Von Dominic Groß, Braunschweig | Dimitrios Giannakopoulos, Braunschweig

Die Anschaffung einer Immobilie ist für viele heutzutage vor dem Hintergrund der bestehenden Niedrigzinsphase eine fast ausweglose Alternative zum Vermögensaufbau sowie zur Vermögenssicherung und -übertragung. Glaubt man den Aussagen der Banken und Finanzanalysten, wird das Zinsniveau auch mittelfristig keine signifikanten Änderungen erfahren. Zudem führen der anhaltende Urbanisierungstrend sowie die Anforderungen an altersgerechtes Wohnen zu einer Wohnungsknappheit. Und das nicht nur in den Metropolen, wie Berlin, Frankfurt, Hamburg, München oder Düsseldorf sondern auch in unseren leistungsstarken Regionen Braunschweig und Wolfsburg.
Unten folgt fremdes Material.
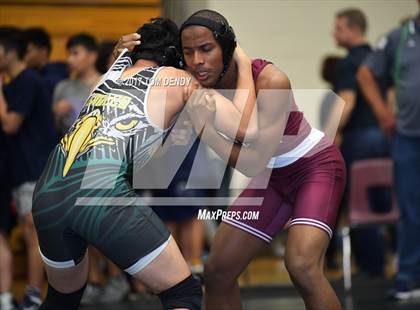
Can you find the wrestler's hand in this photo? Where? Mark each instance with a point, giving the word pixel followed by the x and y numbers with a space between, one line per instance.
pixel 181 136
pixel 202 109
pixel 128 41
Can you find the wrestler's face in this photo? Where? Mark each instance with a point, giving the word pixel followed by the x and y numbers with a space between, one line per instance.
pixel 202 54
pixel 342 32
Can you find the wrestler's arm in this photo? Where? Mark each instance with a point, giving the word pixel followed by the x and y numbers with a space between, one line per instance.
pixel 254 158
pixel 229 119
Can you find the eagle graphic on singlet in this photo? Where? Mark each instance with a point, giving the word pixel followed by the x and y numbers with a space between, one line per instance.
pixel 114 121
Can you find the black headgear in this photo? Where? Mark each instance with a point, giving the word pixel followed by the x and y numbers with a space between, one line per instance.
pixel 223 33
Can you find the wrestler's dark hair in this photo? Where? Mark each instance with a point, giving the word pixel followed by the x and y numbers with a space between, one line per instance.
pixel 11 38
pixel 83 39
pixel 222 32
pixel 159 42
pixel 39 37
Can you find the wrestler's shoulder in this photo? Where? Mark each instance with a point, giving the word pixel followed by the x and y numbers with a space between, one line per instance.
pixel 272 77
pixel 172 71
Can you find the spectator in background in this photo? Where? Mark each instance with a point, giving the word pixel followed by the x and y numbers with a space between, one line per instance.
pixel 398 56
pixel 105 58
pixel 38 58
pixel 328 72
pixel 6 271
pixel 361 135
pixel 26 118
pixel 70 94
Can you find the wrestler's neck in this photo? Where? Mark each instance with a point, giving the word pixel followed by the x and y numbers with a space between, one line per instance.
pixel 230 78
pixel 88 77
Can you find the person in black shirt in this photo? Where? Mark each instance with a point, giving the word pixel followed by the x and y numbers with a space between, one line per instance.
pixel 26 118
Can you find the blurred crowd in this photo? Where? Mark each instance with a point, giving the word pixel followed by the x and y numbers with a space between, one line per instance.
pixel 40 99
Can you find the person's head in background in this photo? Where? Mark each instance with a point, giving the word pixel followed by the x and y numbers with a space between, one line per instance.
pixel 82 55
pixel 38 47
pixel 160 43
pixel 105 58
pixel 350 28
pixel 12 49
pixel 208 44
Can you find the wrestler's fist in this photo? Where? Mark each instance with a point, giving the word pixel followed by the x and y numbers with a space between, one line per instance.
pixel 201 109
pixel 128 41
pixel 181 136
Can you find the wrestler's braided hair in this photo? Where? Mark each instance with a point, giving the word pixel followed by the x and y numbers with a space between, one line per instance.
pixel 159 42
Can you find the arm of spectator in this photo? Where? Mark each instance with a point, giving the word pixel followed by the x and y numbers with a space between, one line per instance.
pixel 370 90
pixel 341 113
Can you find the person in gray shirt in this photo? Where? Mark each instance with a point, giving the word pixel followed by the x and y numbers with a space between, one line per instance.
pixel 397 56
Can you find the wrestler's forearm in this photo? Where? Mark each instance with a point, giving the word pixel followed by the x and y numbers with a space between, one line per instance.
pixel 247 106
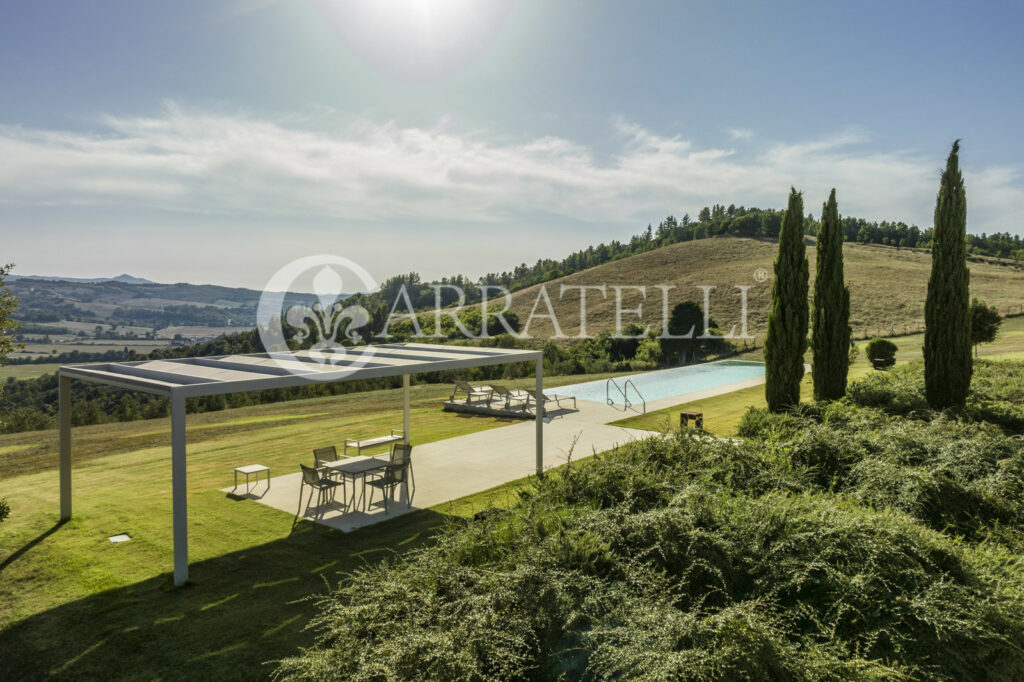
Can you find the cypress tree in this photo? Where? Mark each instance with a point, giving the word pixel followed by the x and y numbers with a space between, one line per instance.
pixel 947 309
pixel 830 317
pixel 786 338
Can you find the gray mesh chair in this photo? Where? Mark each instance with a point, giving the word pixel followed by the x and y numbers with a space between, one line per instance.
pixel 398 472
pixel 316 480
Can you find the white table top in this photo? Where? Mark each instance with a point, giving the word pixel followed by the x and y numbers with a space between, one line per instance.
pixel 356 465
pixel 252 468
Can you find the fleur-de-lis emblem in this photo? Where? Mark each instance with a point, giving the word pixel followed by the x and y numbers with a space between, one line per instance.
pixel 326 315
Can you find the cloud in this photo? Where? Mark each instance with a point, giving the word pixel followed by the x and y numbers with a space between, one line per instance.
pixel 372 171
pixel 739 133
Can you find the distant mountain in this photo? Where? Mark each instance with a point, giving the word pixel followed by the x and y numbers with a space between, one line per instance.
pixel 123 279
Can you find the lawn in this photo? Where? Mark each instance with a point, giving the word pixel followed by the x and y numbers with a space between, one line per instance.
pixel 74 604
pixel 27 371
pixel 722 414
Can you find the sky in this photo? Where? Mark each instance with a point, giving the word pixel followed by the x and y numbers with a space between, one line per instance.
pixel 214 142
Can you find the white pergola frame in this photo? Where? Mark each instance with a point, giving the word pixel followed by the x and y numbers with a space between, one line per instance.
pixel 194 377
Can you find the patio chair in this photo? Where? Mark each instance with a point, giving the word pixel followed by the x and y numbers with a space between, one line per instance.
pixel 512 398
pixel 551 397
pixel 317 480
pixel 323 458
pixel 397 472
pixel 481 392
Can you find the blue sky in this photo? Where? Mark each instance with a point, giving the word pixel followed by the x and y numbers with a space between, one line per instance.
pixel 210 141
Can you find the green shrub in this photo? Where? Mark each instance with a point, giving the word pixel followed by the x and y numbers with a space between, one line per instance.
pixel 676 558
pixel 761 423
pixel 882 351
pixel 900 391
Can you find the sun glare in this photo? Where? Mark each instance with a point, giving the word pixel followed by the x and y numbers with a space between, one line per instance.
pixel 416 39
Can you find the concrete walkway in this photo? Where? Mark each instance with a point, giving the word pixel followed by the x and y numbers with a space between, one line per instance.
pixel 457 467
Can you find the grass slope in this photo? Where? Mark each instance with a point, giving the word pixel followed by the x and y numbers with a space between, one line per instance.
pixel 887 286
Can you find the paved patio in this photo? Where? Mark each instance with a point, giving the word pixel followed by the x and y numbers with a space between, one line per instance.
pixel 456 467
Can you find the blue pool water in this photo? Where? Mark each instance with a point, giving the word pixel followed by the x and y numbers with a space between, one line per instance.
pixel 669 383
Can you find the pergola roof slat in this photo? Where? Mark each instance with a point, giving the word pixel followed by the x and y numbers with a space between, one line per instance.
pixel 230 374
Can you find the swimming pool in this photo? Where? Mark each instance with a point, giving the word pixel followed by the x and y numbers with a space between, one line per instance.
pixel 669 383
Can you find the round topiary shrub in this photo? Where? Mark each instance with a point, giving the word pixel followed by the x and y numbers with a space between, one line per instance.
pixel 882 352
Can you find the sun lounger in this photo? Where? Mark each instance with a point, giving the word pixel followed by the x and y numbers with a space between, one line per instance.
pixel 517 399
pixel 551 397
pixel 482 392
pixel 370 443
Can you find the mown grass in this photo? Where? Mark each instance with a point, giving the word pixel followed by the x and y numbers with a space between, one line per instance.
pixel 723 413
pixel 74 604
pixel 839 542
pixel 27 371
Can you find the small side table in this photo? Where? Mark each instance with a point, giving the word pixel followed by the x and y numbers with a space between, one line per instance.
pixel 696 417
pixel 252 470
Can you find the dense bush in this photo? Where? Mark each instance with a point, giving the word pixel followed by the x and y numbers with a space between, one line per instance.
pixel 680 558
pixel 996 393
pixel 882 351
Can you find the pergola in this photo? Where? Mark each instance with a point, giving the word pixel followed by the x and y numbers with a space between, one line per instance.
pixel 193 377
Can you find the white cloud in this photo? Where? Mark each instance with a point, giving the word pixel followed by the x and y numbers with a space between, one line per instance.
pixel 380 172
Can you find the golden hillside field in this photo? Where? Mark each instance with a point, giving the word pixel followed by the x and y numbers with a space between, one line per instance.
pixel 887 286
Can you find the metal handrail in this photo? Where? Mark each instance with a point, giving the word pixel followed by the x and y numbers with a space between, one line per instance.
pixel 624 391
pixel 607 397
pixel 629 382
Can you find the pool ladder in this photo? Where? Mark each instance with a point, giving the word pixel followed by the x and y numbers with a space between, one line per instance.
pixel 624 390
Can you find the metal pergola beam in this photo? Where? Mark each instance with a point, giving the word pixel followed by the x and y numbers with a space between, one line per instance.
pixel 192 383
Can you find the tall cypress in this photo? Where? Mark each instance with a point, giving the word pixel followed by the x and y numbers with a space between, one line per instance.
pixel 786 338
pixel 947 309
pixel 830 316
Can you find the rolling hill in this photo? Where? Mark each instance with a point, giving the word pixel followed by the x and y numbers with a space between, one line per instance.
pixel 887 286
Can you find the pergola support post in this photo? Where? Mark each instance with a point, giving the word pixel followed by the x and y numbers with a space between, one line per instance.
pixel 179 488
pixel 540 417
pixel 64 406
pixel 404 408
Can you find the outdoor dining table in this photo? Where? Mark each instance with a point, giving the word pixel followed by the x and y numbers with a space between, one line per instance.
pixel 357 467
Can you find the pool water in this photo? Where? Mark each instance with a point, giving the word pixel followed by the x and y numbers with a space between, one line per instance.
pixel 668 383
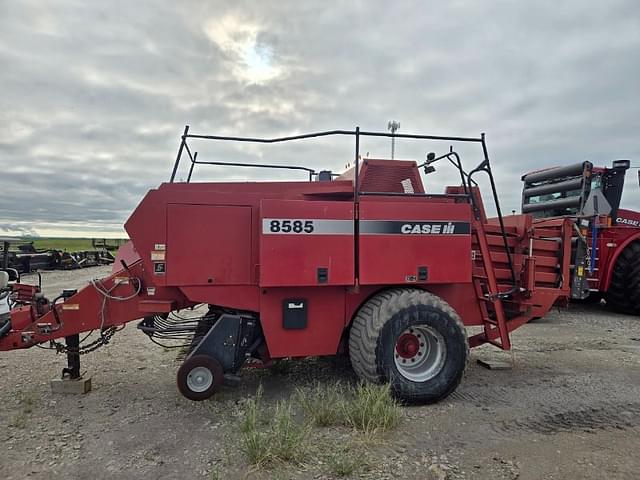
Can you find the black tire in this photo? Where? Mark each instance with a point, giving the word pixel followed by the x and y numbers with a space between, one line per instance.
pixel 385 319
pixel 593 299
pixel 194 367
pixel 624 292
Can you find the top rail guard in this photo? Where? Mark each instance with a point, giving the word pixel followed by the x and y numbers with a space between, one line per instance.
pixel 484 166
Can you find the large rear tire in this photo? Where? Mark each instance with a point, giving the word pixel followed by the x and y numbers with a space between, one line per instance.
pixel 411 339
pixel 624 292
pixel 199 377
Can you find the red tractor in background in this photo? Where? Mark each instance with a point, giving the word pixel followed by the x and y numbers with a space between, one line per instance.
pixel 367 261
pixel 606 236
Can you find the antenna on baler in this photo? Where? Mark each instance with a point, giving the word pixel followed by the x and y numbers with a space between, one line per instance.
pixel 393 126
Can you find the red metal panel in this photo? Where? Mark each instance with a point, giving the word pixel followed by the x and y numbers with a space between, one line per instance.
pixel 208 244
pixel 325 321
pixel 298 237
pixel 394 258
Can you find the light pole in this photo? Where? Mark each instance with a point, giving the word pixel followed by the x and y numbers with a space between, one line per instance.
pixel 392 127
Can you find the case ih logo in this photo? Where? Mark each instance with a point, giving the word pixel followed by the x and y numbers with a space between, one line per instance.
pixel 628 221
pixel 422 227
pixel 428 228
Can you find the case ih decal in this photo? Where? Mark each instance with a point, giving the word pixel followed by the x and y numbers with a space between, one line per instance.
pixel 423 227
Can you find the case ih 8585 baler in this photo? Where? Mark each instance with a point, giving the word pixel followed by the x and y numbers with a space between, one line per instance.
pixel 368 262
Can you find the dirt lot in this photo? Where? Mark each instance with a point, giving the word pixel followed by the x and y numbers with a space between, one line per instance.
pixel 570 408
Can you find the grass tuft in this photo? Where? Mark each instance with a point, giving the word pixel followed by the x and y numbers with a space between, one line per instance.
pixel 323 404
pixel 278 438
pixel 345 463
pixel 372 409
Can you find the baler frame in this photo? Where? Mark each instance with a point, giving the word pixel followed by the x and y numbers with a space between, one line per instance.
pixel 466 178
pixel 274 295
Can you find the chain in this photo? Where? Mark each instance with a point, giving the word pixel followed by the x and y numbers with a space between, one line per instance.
pixel 105 338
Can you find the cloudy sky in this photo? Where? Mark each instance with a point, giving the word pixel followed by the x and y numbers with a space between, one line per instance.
pixel 94 95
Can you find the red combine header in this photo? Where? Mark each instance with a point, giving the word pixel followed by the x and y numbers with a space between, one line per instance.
pixel 366 262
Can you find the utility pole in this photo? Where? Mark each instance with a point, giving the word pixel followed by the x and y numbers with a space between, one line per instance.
pixel 393 126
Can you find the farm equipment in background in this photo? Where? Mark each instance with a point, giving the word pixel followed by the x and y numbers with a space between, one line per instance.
pixel 22 256
pixel 366 262
pixel 606 236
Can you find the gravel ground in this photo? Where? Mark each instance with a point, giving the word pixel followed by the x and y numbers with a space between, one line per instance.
pixel 569 408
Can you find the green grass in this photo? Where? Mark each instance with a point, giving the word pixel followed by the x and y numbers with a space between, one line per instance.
pixel 323 404
pixel 273 437
pixel 281 435
pixel 346 462
pixel 372 409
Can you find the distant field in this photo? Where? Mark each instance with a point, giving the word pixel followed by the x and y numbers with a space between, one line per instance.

Dabei haben Käufer bzw. Investoren von Immobilien bereits vor Erwerb viele wichtige Entscheidungen zu treffen.

Gegenstand des nachfolgenden Artikels sind die steuerlichen Auswirkungen bei Erwerb, Besitz und Veräußerung von Renditeimmobilien, die einen erheblichen Einfluss auf die Finanzierung haben können.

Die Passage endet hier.